Understanding the role AI might play in cybersecurity

AI is like the human mind — it'll need to be trained quite extensively before it can start making a real difference in the industry
19 October 2018

Can AI really make cybersecurity better?. Source: Shutterstock

Today, cybersecurity is a priority for every business — however, despite their best efforts, defending the company from threats is becoming harder.

The industry faces a talent shortage, has more end-points to defend as the internet of things becomes a reality, and at the same time, is seeing attackers get smarter and leverage new technologies.

As a result, experts believe that artificial intelligence (AI) will play a big role in cybersecurity. Not immediately, but definitely.

In the near future, when machines take up the tasks that need consistency, and people can be given the time to bring creativity and imagination to the table — that’s when we’ll have the ideal partnership between human talent and AI.

In reality, although having the constant, dependable support of machines sounds like a great idea, achieving it can be a tough task as cybersecurity isn’t as manual or repetitive as many of the other fields where AI has already made a significant contribution.

The challenge of developing cybersecurity AI

Scientifically or theoretically speaking, an AI algorithm is just like a human mind. It needs to be trained before it can be tasked with something as serious as defending the company against external threats.

Now, training is of two types. Training based on historical data and on the job training.

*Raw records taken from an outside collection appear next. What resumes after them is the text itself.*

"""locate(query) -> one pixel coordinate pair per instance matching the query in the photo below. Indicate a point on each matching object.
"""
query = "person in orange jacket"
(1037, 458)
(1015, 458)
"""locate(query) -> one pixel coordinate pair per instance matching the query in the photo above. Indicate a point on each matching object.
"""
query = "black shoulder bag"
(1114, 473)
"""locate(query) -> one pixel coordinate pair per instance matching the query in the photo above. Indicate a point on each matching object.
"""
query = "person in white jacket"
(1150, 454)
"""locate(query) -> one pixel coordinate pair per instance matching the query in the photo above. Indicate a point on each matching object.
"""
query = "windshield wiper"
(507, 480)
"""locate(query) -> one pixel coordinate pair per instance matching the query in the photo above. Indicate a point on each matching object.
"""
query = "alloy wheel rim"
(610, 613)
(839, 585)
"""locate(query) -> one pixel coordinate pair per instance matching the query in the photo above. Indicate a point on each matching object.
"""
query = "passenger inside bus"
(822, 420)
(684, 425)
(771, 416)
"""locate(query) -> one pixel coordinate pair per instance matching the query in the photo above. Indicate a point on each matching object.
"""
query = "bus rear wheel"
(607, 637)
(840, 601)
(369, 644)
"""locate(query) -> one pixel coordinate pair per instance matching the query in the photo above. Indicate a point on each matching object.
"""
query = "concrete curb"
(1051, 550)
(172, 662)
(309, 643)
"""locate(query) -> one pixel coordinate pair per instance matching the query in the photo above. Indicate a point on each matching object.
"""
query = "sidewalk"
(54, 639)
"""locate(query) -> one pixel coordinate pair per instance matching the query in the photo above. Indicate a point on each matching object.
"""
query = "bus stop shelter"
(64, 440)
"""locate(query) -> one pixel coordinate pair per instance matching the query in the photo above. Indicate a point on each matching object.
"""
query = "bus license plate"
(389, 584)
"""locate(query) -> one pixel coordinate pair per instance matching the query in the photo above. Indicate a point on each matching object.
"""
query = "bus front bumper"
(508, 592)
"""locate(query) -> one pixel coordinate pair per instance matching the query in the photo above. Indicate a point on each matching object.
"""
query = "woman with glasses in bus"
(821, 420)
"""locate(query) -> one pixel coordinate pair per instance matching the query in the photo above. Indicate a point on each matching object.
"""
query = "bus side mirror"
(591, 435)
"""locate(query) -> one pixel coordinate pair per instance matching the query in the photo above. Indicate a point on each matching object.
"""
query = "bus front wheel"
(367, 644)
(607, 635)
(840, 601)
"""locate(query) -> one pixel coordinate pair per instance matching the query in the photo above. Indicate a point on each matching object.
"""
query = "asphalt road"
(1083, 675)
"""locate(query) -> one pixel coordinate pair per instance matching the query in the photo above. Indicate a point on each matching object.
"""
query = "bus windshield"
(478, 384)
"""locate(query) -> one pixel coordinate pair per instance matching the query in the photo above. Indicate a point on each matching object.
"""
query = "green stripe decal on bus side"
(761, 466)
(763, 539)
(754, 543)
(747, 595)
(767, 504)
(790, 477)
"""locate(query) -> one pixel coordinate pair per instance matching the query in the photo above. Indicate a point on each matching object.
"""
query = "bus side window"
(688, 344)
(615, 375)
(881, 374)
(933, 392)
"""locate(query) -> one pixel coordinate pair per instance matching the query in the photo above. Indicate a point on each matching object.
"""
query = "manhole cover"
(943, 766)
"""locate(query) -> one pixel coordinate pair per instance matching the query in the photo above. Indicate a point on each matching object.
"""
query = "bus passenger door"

Using historical data to train an AI algorithm for cybersecurity is important, but it’s not going to help achieve much as attackers employ new and innovative ways to gain access to company assets and vulnerable devices.

The only other possibility is what people ordinarily call ‘on the job training’ — and it’s what we’ll need in order to get started with training AI for cybersecurity. Unfortunately, this is an endeavor that will take several man-hours before anything tangible is achieved, but it’s an important end-goal.

Ultimately, the idea is to train AI to help spot anomalies, irregularities, and vulnerabilities quickly and efficiently, irrespective of the creative methods employed by attackers.

Experts believe that in the near future, AI will be able to alert cybersecurity professionals to these issues before they can be used to cause damage, strengthening the company’s cyberdefense before and protecting it from attacks — day or night.